I tried to explain my predicament to Preston as best I could while he continued to shelve books—that I was stuck in this reality and needed to get home, and that he might be the only person who could help me.
“What gives you that idea?” he said.
“Cause you’re a secret agent from a quasi-governmental spy agency and all that,” I replied. “In my reality, Preston Percy was Megaton Man’s handler; Trent Phloog used to be Megaton Man, and Stella Starlight was formerly the See-Thru Girl—related to the Meltdown family. You hung around to keep an eye on them, and were particularly concerned about Simon, their cross-bred Megaton-Meltdown offspring. You were the conduit between the White House and the Pentagon and all the Megaheroes and Megahero teams in the country, including the Y+Thems, local Midwestern team. And you tried your best to handle me.”
“Did I succeed?”
“Of course not,” I said. “I resisted your attempts to manipulate me whenever I could.
Preston sneered. “And what was the name of this spy organization I supposedly worked for?”
“The Ivy-Covered Halls of Higher Learning,” I replied. “They have a giant, orbiting killer satellite that looks like a handheld blow-dryer—aptly nicknamed the Blow-Dryer—and it’s manned by a legion of chicks in gold lamé space suits.”
“Ha!” Preston chuckled. “Look, I don’t know anything about this alternate reality business, but where I come from, ICCHL stands for Intelligence Central Headquarters—Heroic Liaison. Although the ‘Ivy-Covered’ thing is just the sort of patently ridiculous codename we’d devise for ourselves, should we want to be inconspicuous.”

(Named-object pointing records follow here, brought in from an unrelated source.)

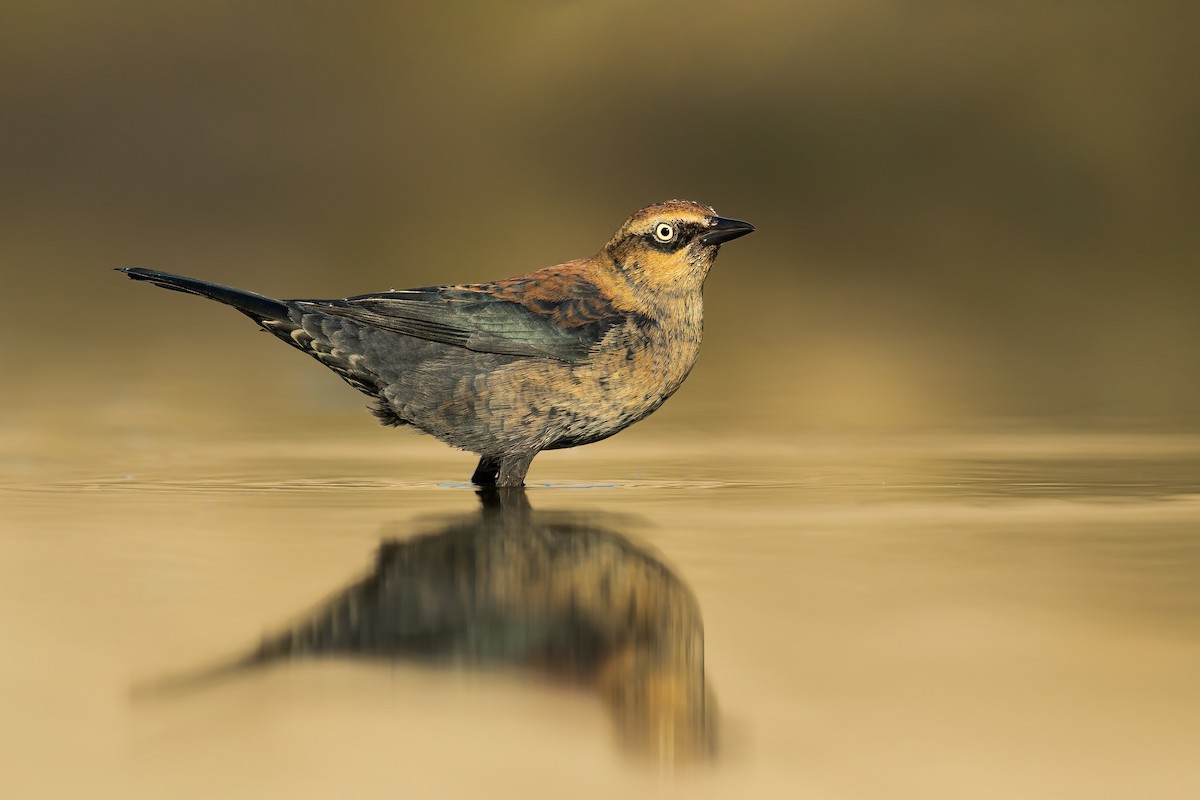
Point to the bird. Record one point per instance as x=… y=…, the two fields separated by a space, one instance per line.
x=557 y=358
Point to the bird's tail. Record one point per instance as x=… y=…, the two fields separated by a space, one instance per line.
x=252 y=305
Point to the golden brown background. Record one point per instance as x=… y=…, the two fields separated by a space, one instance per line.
x=934 y=485
x=965 y=210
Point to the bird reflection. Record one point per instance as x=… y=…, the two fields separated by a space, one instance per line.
x=552 y=594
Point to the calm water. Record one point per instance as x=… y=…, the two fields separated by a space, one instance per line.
x=925 y=617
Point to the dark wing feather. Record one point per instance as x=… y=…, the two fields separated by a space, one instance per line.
x=486 y=318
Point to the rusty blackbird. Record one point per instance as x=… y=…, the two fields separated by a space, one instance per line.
x=558 y=358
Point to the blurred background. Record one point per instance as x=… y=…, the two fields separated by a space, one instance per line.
x=934 y=483
x=966 y=211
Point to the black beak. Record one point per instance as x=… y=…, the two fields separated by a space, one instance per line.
x=724 y=230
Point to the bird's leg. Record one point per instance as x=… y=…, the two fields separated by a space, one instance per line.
x=513 y=469
x=486 y=471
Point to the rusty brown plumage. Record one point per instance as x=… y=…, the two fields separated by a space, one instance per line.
x=558 y=358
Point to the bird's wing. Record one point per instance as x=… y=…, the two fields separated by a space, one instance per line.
x=520 y=317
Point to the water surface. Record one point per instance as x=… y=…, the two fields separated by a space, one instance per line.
x=828 y=617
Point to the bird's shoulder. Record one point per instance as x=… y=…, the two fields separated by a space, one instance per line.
x=569 y=294
x=558 y=312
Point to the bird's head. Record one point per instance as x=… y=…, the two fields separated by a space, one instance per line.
x=669 y=247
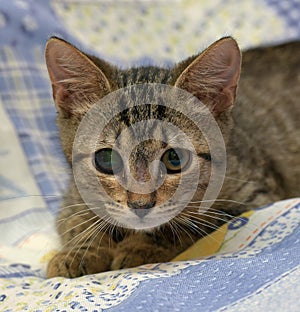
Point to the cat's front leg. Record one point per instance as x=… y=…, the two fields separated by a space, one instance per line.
x=143 y=248
x=78 y=262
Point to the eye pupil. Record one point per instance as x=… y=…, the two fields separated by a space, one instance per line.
x=108 y=161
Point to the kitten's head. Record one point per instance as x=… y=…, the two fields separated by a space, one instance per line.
x=151 y=147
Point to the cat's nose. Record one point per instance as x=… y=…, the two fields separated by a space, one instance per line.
x=141 y=210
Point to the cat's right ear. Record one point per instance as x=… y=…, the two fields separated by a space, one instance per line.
x=77 y=83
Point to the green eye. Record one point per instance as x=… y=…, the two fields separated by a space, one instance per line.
x=108 y=161
x=176 y=160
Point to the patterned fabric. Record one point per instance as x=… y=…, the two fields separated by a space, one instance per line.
x=246 y=265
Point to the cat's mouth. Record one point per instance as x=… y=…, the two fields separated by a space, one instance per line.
x=142 y=219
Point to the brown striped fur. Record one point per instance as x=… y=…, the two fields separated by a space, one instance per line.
x=263 y=146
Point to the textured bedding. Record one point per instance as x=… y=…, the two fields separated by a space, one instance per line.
x=250 y=264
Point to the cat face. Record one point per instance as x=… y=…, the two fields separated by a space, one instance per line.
x=139 y=157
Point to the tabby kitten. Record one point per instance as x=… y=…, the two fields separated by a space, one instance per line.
x=261 y=132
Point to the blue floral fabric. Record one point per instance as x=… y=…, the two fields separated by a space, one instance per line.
x=257 y=263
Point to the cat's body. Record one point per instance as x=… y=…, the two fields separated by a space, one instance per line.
x=263 y=163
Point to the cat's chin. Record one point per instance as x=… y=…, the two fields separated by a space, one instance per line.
x=147 y=224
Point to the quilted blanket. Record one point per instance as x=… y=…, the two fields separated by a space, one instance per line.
x=249 y=264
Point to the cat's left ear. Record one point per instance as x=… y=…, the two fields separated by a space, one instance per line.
x=213 y=75
x=77 y=82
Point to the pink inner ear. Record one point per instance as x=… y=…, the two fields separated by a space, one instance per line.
x=76 y=81
x=213 y=76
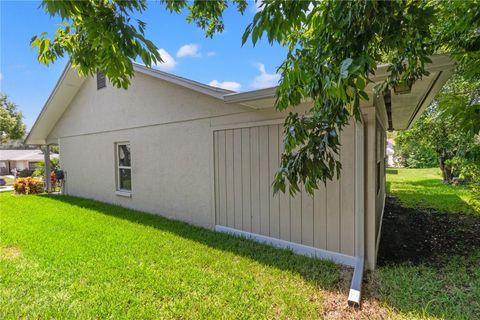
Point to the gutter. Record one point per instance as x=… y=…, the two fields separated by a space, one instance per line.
x=355 y=294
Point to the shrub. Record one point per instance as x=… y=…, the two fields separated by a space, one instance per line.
x=28 y=185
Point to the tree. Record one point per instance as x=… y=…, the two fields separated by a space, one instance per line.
x=11 y=120
x=441 y=131
x=333 y=48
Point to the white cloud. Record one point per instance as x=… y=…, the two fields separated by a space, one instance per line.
x=168 y=61
x=257 y=6
x=265 y=79
x=189 y=50
x=229 y=85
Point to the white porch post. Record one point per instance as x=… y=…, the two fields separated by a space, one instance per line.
x=48 y=179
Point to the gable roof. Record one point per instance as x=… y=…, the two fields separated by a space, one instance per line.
x=405 y=109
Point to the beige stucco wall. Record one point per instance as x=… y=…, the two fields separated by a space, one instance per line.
x=246 y=160
x=171 y=133
x=171 y=136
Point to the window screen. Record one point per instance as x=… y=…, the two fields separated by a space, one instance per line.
x=124 y=167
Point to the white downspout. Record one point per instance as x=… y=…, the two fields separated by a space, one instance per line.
x=355 y=294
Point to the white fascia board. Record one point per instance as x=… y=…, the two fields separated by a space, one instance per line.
x=250 y=95
x=186 y=83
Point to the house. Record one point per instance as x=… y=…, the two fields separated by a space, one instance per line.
x=207 y=156
x=390 y=150
x=20 y=159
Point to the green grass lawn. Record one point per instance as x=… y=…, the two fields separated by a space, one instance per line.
x=8 y=180
x=65 y=257
x=446 y=291
x=423 y=188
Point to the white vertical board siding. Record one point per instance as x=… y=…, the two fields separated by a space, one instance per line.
x=246 y=162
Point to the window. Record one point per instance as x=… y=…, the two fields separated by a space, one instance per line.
x=124 y=167
x=101 y=81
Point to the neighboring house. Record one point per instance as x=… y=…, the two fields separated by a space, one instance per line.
x=188 y=151
x=20 y=159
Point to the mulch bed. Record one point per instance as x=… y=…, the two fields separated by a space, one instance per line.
x=425 y=236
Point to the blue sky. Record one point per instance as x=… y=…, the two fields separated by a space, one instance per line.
x=220 y=61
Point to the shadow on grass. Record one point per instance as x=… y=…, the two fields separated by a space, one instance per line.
x=324 y=274
x=431 y=194
x=401 y=285
x=429 y=262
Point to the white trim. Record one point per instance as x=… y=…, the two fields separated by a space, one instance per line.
x=295 y=247
x=184 y=82
x=212 y=177
x=118 y=191
x=249 y=124
x=380 y=226
x=254 y=95
x=123 y=193
x=355 y=294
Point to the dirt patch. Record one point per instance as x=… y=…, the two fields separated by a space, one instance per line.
x=10 y=253
x=425 y=235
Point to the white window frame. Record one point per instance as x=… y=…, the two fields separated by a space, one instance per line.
x=118 y=191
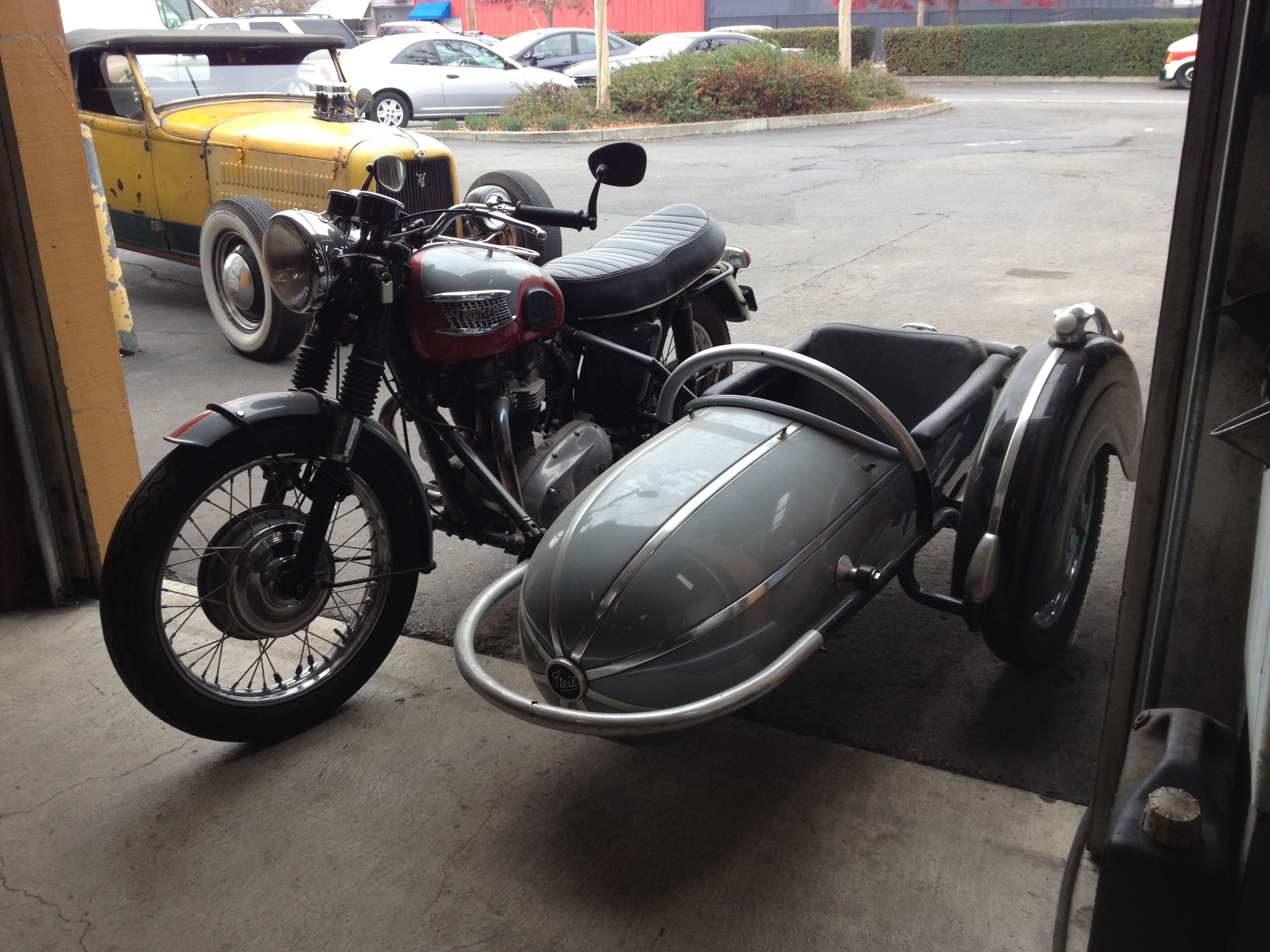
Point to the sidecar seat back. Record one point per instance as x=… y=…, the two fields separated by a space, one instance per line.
x=643 y=264
x=939 y=385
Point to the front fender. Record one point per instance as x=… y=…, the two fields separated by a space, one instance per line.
x=210 y=427
x=1091 y=400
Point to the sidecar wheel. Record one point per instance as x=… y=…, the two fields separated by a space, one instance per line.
x=251 y=317
x=519 y=187
x=193 y=621
x=1033 y=625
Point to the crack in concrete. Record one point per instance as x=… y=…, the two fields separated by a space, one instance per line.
x=89 y=780
x=55 y=907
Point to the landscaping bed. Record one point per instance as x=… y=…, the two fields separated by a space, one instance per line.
x=1095 y=49
x=741 y=83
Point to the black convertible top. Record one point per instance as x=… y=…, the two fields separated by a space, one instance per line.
x=178 y=41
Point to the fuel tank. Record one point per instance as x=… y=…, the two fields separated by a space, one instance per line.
x=468 y=303
x=700 y=558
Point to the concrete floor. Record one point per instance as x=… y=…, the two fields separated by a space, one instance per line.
x=418 y=818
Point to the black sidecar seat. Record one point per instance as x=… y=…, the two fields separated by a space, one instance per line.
x=930 y=381
x=640 y=266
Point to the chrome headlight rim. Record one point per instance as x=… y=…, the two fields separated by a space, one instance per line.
x=321 y=243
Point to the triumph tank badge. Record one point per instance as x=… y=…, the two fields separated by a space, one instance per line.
x=566 y=679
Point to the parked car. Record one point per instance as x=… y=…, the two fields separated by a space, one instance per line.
x=399 y=27
x=412 y=78
x=1180 y=61
x=558 y=49
x=661 y=47
x=131 y=14
x=312 y=24
x=201 y=136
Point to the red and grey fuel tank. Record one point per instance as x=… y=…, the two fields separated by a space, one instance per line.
x=702 y=556
x=468 y=303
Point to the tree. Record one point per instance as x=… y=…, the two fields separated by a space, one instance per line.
x=548 y=8
x=233 y=8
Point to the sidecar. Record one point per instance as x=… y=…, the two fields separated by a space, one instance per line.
x=707 y=565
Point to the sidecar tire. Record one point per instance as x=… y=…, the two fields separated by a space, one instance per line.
x=523 y=188
x=261 y=328
x=1011 y=625
x=134 y=574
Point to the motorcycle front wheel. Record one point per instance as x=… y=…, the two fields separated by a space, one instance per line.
x=191 y=607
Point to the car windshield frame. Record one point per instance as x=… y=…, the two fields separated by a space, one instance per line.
x=206 y=73
x=654 y=49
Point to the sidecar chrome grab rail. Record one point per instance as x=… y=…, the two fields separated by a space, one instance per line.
x=835 y=380
x=628 y=724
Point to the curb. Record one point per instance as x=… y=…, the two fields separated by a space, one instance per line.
x=693 y=129
x=1029 y=79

“Then you are my handler in this reality too,” I said.
“They reached out to me, so to speak,” said Preston, “after you broke out—you or your Counterpart—when you grabbed that Cosmic Cue-Ball thing.”
“Who? My grandmother?”
Preston looked at me incredulously. “What? No. Let’s just say certain elements within the government have an interest in Ms. Megaton. But ICHHL doesn’t have any giant, orbiting killer satellites or chicks clad in gold lamé spacesuits—I only wish we had that much sophistication and panache. My job’s been to just try my best to prevent Ms. Megaton from getting herself into trouble. But as you well know, she has a mind of her own.”
“And to report back to Washington, D.C.,” I added.
“Naturally,” said Preston. “Although that doesn’t mean I tell them everything.” Preston stopped shelving books and turned to me. “Look, I don’t know how things are back in your own reality, but you’ll find the situation a good deal more complicated in this one. There are a lot of trip wires for the unwary, and if you don’t know the lay of the land, you’ll quickly find yourself in a heap of trouble.”
“That’s why I’ve come to you,” I said. “I can’t navigate in this world without your help.”
“Take my advice,” said Preston earnestly. “Put on another thirty pounds and get lost in the woodwork. This isn’t a world for heroes.”